Protect Your Social Security Disability Benefits From Fraud

Ed Swierczek Photo

By Ed of Allsup

It’s challenging enough to qualify for the Social Security Disability Insurance (SSDI) benefits that you earned while you were able to work. Finally receiving those benefits and then having them stolen by a stranger, or worse—a trusted friend or family member—can be devastating.

The fact is, beneficiaries aren’t always able to handle their personal financial arrangements. In these instances, the Social Security Administration (SSA) will appoint a relative, friend or other representative payee to handle financial transactions. While these custodians usually act in the best interest of the beneficiary, there are times when that is not the case.

If you or someone you love has experienced a misuse of benefits by a representative payee, you should contact the SSA Office of Inspector General (OIG) immediately using an online form to submit a report of fraud or abuse or call (800) 269-0271.

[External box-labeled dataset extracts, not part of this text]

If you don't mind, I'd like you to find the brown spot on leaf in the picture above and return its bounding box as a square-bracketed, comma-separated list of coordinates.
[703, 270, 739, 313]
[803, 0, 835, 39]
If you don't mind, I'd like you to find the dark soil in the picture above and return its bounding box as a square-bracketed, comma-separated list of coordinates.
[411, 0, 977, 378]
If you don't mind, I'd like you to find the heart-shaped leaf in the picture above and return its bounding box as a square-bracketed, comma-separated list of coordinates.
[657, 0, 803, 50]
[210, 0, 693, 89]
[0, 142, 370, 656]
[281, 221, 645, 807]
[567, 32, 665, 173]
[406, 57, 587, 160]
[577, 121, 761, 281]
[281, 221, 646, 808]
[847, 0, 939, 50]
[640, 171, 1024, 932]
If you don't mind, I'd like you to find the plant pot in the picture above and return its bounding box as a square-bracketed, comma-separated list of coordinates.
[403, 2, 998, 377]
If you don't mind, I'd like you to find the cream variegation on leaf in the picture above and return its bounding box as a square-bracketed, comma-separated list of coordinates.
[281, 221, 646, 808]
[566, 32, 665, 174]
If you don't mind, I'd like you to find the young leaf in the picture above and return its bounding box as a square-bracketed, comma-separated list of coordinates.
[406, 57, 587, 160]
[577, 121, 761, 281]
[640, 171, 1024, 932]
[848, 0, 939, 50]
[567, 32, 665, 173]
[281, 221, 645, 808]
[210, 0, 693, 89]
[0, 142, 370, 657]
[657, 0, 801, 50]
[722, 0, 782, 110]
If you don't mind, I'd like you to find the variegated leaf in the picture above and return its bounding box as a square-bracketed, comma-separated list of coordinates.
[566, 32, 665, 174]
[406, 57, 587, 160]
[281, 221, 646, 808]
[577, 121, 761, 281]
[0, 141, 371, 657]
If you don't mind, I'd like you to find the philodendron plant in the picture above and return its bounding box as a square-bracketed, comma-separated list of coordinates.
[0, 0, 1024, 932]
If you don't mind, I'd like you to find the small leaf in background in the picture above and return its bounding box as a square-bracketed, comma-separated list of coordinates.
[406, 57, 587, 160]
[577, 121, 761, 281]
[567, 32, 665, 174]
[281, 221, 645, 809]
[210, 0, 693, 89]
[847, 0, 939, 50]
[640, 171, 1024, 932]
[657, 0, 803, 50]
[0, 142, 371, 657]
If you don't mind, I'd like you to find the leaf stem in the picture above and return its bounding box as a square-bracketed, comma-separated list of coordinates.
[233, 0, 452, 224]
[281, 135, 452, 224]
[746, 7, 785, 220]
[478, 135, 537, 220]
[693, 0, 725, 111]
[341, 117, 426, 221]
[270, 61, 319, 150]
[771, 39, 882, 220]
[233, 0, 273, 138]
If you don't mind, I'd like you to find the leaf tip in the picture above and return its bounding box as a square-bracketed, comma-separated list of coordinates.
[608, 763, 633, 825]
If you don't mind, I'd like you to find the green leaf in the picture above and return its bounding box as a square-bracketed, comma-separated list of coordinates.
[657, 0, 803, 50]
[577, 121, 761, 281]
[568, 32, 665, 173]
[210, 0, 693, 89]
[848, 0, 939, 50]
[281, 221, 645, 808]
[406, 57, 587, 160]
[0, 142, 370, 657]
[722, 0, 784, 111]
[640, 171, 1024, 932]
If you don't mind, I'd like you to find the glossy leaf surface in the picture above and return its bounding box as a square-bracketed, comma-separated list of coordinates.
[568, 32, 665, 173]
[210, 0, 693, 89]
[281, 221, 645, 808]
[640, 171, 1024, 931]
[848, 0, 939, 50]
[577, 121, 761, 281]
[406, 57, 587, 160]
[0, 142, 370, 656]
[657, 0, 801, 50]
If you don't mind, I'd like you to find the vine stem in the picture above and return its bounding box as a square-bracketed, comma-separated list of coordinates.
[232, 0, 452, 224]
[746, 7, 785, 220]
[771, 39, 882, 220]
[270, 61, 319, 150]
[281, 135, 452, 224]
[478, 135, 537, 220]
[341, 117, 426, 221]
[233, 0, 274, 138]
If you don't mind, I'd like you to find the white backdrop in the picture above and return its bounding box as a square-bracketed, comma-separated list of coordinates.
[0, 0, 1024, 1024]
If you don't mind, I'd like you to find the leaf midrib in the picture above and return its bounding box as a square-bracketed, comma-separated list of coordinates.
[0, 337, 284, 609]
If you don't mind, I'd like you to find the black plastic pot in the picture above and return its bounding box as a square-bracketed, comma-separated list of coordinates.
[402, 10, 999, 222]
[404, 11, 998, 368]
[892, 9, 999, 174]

The OIG is dedicated to detecting and deterring fraud and abuse. Be sure to provide as much information as possible, including the beneficiary’s name and the representative payee’s name; the Social Security number of both individuals; the date of birth of both individuals; and some facts regarding the allegation, including how the fraud was committed and where it took place.

Preventing Identity Theft

With identify theft as one of the fastest-growing crimes in America, it’s important to keep a close eye on your financial affairs.

The U.S. Department of Justice reported that, in 2012, government documents and/or benefits fraud was the most common form of reported identity theft, equaling 46 percent of complaints.

As of March 1, 2013, the SSA issues the majority of disability payments electronically. To protect yourself, the OIG recommends establishing a mySocial Security online account to prevent someone from opening an account in your name using stolen information. Set up an account here: www.socialsecurity.gov/myaccount.

If you do become a victim of identity theft, be sure to block electronic access to your information in SSA records at www.socialsecurity.gov/blockaccess.

In May 2013, the SSA put additional fraud prevention measures in place for the mySocial Security online portal, including fraud protection tools for online registration. Other actions include establishing an executive-level fraud deterrent workgroup. Next month, the agency will no longer allow users who have a block in place to change payment information using the Internet.

An important first step in protecting your information—and your benefits—is to regularly monitor all of your personal and financial accounts.